Embeddings are reused from scidex/core/embeddings.py; parametric UMAP via umap-learn skill (parametric=True so future hypotheses re-project without refitting).

KDE via scipy.stats.gaussian_kde; clip extreme outliers (>3σ).

Top-terms: TF-IDF on titles in each region (top 5 by IDF-weighted score) for human-readable labels.

SVG rendering uses the same idiom as market_dynamics.generate_market_overview_svg — no front-end chart library.
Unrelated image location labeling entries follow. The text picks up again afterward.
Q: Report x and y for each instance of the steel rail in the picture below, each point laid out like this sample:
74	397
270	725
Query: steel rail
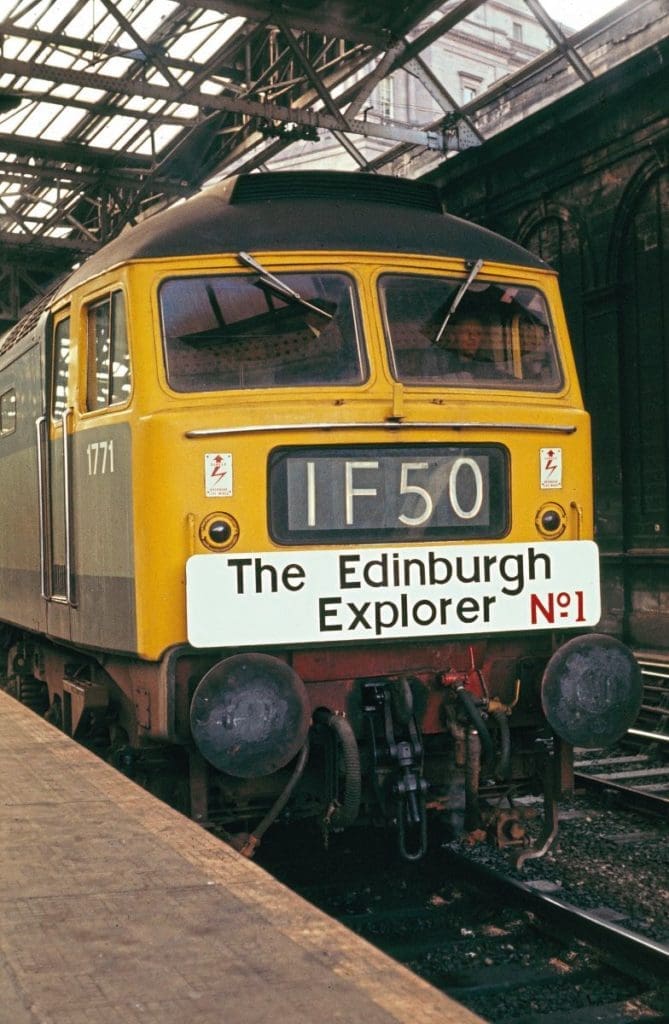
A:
630	951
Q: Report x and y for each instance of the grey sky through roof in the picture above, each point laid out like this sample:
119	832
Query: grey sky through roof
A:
111	107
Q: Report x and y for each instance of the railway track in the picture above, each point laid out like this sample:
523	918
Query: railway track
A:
515	951
637	771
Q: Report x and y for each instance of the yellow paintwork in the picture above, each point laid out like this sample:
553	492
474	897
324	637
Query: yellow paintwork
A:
168	487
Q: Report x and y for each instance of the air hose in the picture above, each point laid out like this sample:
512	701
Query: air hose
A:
253	841
341	814
476	720
502	767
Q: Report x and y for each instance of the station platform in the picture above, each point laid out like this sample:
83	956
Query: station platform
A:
115	908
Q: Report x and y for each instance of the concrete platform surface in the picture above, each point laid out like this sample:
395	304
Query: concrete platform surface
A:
115	908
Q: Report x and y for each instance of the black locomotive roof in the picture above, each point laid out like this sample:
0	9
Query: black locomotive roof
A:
306	210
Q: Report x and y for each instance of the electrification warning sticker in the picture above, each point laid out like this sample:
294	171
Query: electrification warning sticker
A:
359	594
551	468
218	474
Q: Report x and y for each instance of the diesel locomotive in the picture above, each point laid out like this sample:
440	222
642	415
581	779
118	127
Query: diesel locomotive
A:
296	507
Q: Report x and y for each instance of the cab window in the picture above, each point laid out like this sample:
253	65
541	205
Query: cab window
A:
109	359
60	365
492	335
235	331
7	413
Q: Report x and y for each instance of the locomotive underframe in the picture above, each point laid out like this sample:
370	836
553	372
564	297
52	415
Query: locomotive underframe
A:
442	730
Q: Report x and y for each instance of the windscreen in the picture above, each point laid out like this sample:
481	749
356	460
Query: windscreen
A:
223	332
493	335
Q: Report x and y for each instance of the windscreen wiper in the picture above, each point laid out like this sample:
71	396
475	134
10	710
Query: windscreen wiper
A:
280	288
475	269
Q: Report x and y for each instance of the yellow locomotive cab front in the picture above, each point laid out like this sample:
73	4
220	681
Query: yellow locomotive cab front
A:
315	514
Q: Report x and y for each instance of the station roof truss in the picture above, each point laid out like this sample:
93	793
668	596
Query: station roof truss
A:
112	108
Snapshot-based design lets us diff coverage week-over-week ("did we close any white regions?").

Dependencies

scidex/core/embeddings.py.
scidex/agora/gap_pipeline.py:61 compute_diversity_score.
Skills: umap-learn, scikit-learn (TF-IDF).

Dependents

q-hdiv-anti-mode-collapse-penalty (uses underexplored regions as a reward target).

Work Log

2026-04-27 — Implementation complete [task:aa5ae4c2-5719-43f7-82b7-69f6b437f7b0]

Files created/modified:

scidex/atlas/coverage_map.py — Core module: build_map, compute_density_grid, find_underexplored_regions, render_coverage_svg, _find_regions_in_grid, _maybe_emit_coverage_gap_proposals
migrations/20260427_coverage_map.sql — Creates coverage_snapshots and coverage_underexplored tables (run against PG)
scidex/senate/scheduled_tasks.py — Added coverage-map-weekly task (interval 10080 min)
api.py — Added GET /api/atlas/coverage/{snapshot_id}, GET /api/atlas/coverage (latest), POST /api/atlas/coverage/build, GET /atlas/coverage HTML page
tests/atlas/test_coverage_map.py — 7 unit/integration tests; all pass

Key design decisions:

UMAP fitted with random_state=42 and saved to MODELS_DIR/coverage_map/umap_{snap_id}.pkl for re-projection of future points
Both density grids use shared spatial bounds so the comparison is spatially coherent
10th pct threshold for hypothesis density computed within high-paper cells (not globally), ensuring meaningful comparison in sparse hypothesis fields
Senate proposals use governance_rule type (within existing CHECK constraint) with coverage_gap_emission: true in metadata
umap-learn 0.5.12 installed; standard UMAP (not ParametricUMAP which needs TensorFlow) with pickle persistence for re-projection

2026-04-28 — Rebase + conflict resolution [task:aa5ae4c2-5719-43f7-82b7-69f6b437f7b0]

Rebased onto origin/main (commit d67a47daa); resolved conflict in scheduled_tasks.py by
preserving both the upstream arbitrage-scanner task and the new coverage-map-weekly task.
All 7 tests pass post-rebase. Branch pushed as 5165d9e4a.